Both these ideas have the potential to infringe privacy. But in the face of a 1918-style potential pandemic, health authorities are likely to echo the words of Sun Microsystems boss Scott McNealy, when faced with the onslaught of the internet: "Forget privacy."

Ceramic coating makes short work of viruses

Viruses lurking on solid surfaces could be killed by a new coating based on ceramic nanoparticles, which is undergoing trials in the US.

The technology follows from work by virologist John Oxford and his colleagues at Queen Mary, University of London. The team discovered that certain silicon and metal carbide ceramics destroy any viruses they came into contact with, as long as the substances are in the form of fine particles no more than 100 nanometres across.

"It kills 99.9 per cent of viruses in less than an hour.
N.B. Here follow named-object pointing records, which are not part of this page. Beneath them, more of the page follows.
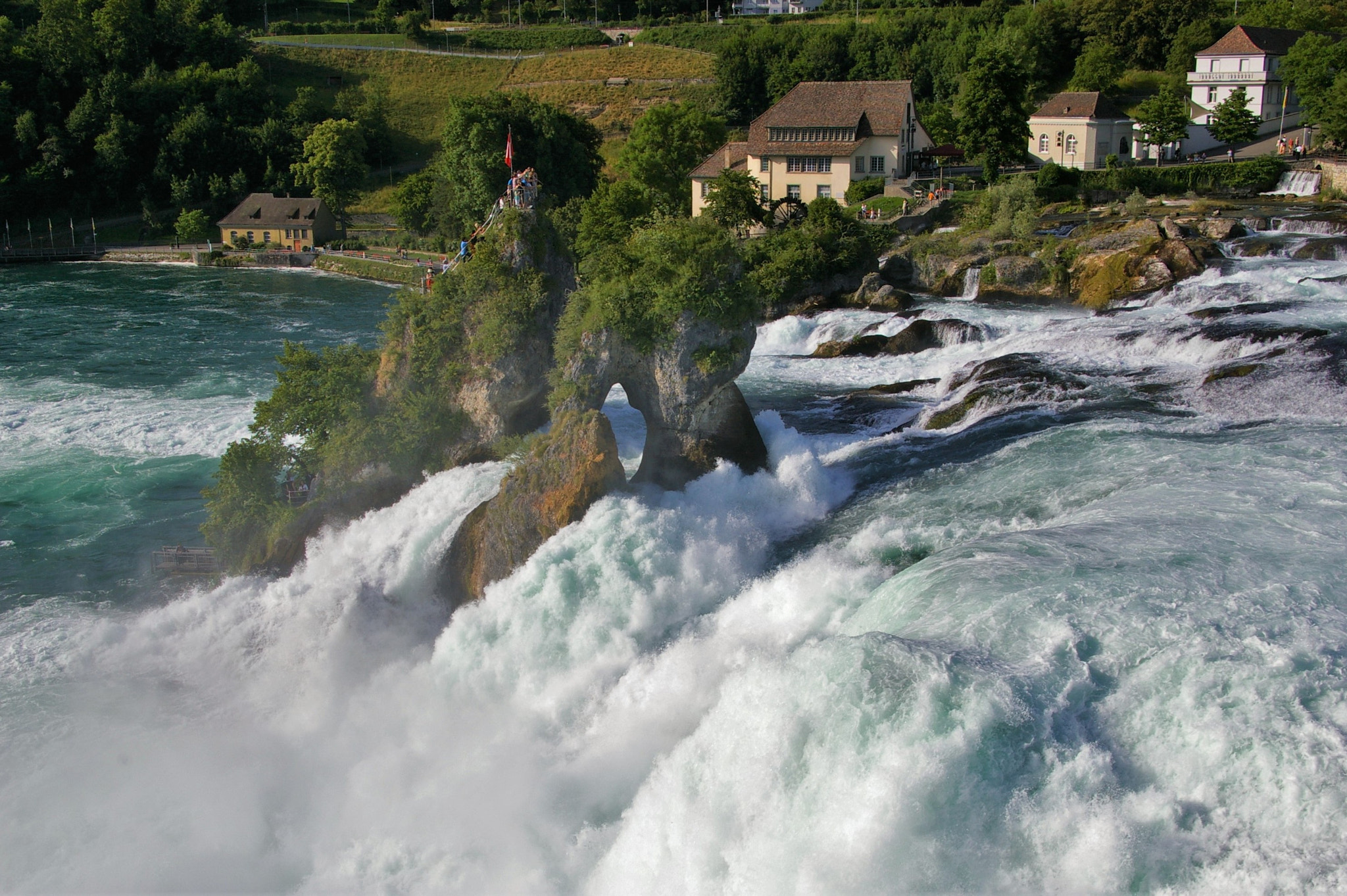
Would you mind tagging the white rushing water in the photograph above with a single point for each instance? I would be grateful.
(1296, 183)
(1087, 640)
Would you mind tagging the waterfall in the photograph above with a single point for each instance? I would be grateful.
(1296, 183)
(970, 283)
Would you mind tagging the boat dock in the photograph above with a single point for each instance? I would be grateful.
(185, 561)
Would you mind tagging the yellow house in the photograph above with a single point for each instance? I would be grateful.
(820, 137)
(278, 222)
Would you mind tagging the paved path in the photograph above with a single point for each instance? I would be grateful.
(314, 45)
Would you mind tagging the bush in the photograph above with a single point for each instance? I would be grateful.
(1135, 205)
(1009, 208)
(862, 190)
(529, 38)
(826, 243)
(1254, 176)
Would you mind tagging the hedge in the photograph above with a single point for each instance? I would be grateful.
(1254, 176)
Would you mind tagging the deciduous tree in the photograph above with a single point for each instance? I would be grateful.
(664, 146)
(733, 199)
(334, 164)
(992, 114)
(1163, 119)
(1231, 122)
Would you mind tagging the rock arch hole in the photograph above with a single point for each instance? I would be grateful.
(628, 427)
It's better than wiping the surface with acetic acid," says Joseph Rugaso of Intrinsiq Materials in Farnborough, UK, which is now developing the coating.

No one is yet sure how it works, however. Originally, it was thought that the nanoparticles physically damaged surface proteins on the virus, but the researchers now suspect the particles have a chemical effect akin to that of an acid.

Intrinsiq makes its coating by mixing a plasma of silicon and carbon ions and condensing them as carbide nanoparticles. Backed by defence company Qinetiq, also in Farnborough, Intrinsiq is working to build its antiviral material into aviation air filters, face masks, shopping cart handles, cash machines and even banknotes.

"Most available face masks work by filtering out virus particles based on their size, but don't deactivate the virus," says Rugaso. "Our masks, and cabin air filters will provide the added benefit of virus deactivation." After all, he says, a face mask or filter that has merely trapped viruses is still a biohazard.